What finally moved me was a commitment I made out loud to the women at The Table. I told them about the bookstagram and they did what that group does. They asked the question.

When are you going to post?

I said: this week.

And I meant it, because they were going to ask me about it.

That first reel was just me, introducing myself. No script, no fancy setup, no perfectly lit corner of my house. Just me, talking to a camera, saying hello. Y sabes lo que más me sorprendió? How much fun the editing was. Finding the music, figuring out the cuts (there weren't many!), watching it come together. It lit me up in a way I didn't expect. I hit publish before I could talk myself out of it, and it felt exciting. Quietly, privately exciting. Like something that was completely mine.

Then this past weekend, I sat down to record more. And not just for my bookstagram, but my personal IG, too!

And that's when I heard my least favorite voice, my inner critic.

Mid-recording, sharing my thoughts on a book, it said: What if no one cares what you have to say? Are you even providing real value? Is this even a worthy review? You're not talking about the characters or the structure or anything that actually matters.

I had to stop. Take a breath. And remind myself of the whole point.

This is not a content strategy. I am not building a review platform. I am sharing my chatty, enthusiastic, completely subjective thoughts about books I loved — or didn't — and that is enough. That has always been enough. The voice that says otherwise is the same one that turned my newsletter into a job description. I know that voice. I don't have to listen to it.

So I kept recording.

And something shifted después de that first reel went live. The women at The Table didn't just hold me accountable — they cheered for me. Something about being seen and celebrated made the camera feel less scary. Scary enough to just plop it in front of me and chat. For my bookstagram, there's no strategy. My thoughts on books and cozy things is enough, verdad? And for my personal account — I am the brand. It doesn't have to be polished or "perfect." It just needs to be me. And that is also enough.

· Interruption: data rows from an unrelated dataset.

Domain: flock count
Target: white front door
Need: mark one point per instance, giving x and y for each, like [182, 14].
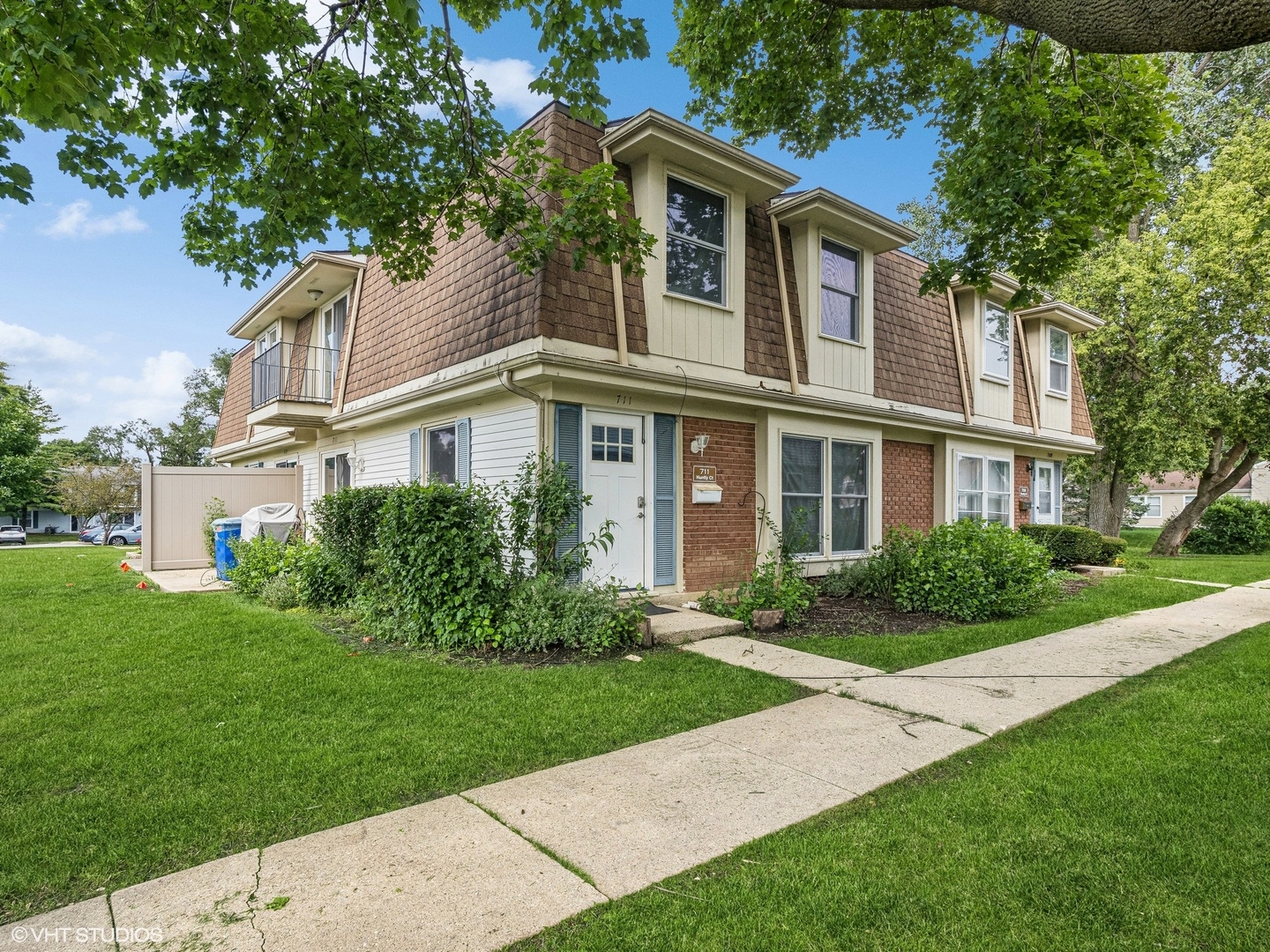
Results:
[614, 453]
[1044, 489]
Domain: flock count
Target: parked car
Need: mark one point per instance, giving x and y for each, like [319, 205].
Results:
[122, 536]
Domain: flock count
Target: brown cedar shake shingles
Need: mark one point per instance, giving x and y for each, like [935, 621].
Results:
[1022, 404]
[914, 357]
[238, 398]
[766, 352]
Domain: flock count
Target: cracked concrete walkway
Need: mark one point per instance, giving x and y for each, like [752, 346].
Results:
[479, 871]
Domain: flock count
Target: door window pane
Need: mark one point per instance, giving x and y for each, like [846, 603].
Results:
[442, 455]
[695, 242]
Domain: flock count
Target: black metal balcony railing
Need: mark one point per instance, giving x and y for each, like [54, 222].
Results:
[294, 372]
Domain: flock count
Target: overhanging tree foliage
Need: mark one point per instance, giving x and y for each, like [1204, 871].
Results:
[365, 123]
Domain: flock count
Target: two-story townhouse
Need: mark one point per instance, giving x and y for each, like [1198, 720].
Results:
[776, 357]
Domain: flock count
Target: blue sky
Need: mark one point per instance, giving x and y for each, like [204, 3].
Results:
[103, 312]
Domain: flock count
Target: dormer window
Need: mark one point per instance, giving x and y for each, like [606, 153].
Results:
[840, 291]
[695, 242]
[1059, 360]
[996, 342]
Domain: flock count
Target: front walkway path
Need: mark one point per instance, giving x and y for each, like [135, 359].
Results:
[481, 870]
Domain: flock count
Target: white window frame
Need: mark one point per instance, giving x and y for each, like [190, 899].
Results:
[727, 227]
[322, 476]
[1065, 365]
[856, 297]
[825, 534]
[427, 450]
[983, 492]
[1009, 343]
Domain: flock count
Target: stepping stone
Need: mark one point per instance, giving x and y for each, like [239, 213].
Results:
[811, 671]
[638, 815]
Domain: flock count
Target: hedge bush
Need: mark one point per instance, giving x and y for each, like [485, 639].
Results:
[1068, 545]
[441, 577]
[1231, 525]
[545, 614]
[973, 571]
[346, 524]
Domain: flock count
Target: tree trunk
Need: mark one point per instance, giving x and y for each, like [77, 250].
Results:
[1108, 495]
[1116, 26]
[1222, 473]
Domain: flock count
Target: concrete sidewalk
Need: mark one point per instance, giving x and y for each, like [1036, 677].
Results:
[470, 871]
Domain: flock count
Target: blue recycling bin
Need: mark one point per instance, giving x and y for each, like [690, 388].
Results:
[225, 530]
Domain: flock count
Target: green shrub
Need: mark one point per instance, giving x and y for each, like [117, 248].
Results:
[1113, 548]
[546, 614]
[441, 577]
[975, 570]
[1067, 545]
[213, 509]
[346, 525]
[1231, 525]
[776, 583]
[280, 593]
[258, 562]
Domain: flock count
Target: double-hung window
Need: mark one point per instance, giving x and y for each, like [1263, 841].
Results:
[444, 455]
[840, 291]
[811, 482]
[996, 342]
[1059, 361]
[696, 227]
[982, 489]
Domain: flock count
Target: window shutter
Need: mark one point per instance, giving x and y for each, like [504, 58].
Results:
[464, 450]
[663, 498]
[568, 450]
[415, 455]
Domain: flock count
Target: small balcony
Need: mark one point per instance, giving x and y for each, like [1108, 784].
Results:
[292, 385]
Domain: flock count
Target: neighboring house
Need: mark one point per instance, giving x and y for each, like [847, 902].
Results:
[808, 377]
[1166, 496]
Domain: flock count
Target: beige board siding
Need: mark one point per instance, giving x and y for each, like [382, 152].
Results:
[175, 499]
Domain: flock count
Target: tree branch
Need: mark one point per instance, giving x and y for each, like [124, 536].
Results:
[1114, 26]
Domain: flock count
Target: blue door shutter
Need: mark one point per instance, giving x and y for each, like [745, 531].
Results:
[664, 441]
[415, 456]
[568, 450]
[464, 450]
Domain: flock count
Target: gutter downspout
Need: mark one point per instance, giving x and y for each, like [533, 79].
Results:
[785, 302]
[504, 377]
[955, 320]
[1033, 398]
[352, 329]
[619, 300]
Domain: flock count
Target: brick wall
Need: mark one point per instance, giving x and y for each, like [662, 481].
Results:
[719, 537]
[1022, 479]
[907, 484]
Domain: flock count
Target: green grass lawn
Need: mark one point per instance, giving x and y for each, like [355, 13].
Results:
[1134, 819]
[144, 733]
[893, 652]
[1233, 570]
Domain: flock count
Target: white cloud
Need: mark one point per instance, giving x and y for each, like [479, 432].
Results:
[155, 392]
[77, 221]
[508, 83]
[26, 346]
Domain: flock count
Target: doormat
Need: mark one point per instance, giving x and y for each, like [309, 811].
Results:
[649, 608]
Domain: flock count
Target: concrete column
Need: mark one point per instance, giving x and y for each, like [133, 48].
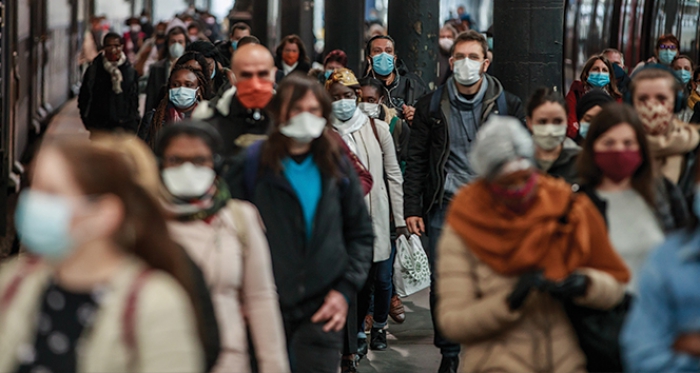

I have two videos in my drafts right now that I still need to edit. They're not perfect. They're not particularly polished. Pero I'm genuinely excited to share them and to keep going. To figure out my camera presence. To talk about books with whoever wants to listen. To have a corner of the internet that's cozy and joyful and unserious in the best possible way.

If you want to follow along, come find me at @virysturningpages — it'll be cozy, bookish, and very much a work in progress. Which, ya sabes, feels exactly right 😉

Permission in practice doesn't always look like a beautiful breakthrough moment. Sometimes it looks like a video you recorded in your living room that you haven't edited yet. Sometimes it looks like two drafts in your camera roll and a plan to come back to them.

That's what it looks like for me right now. And I'm choosing to count it.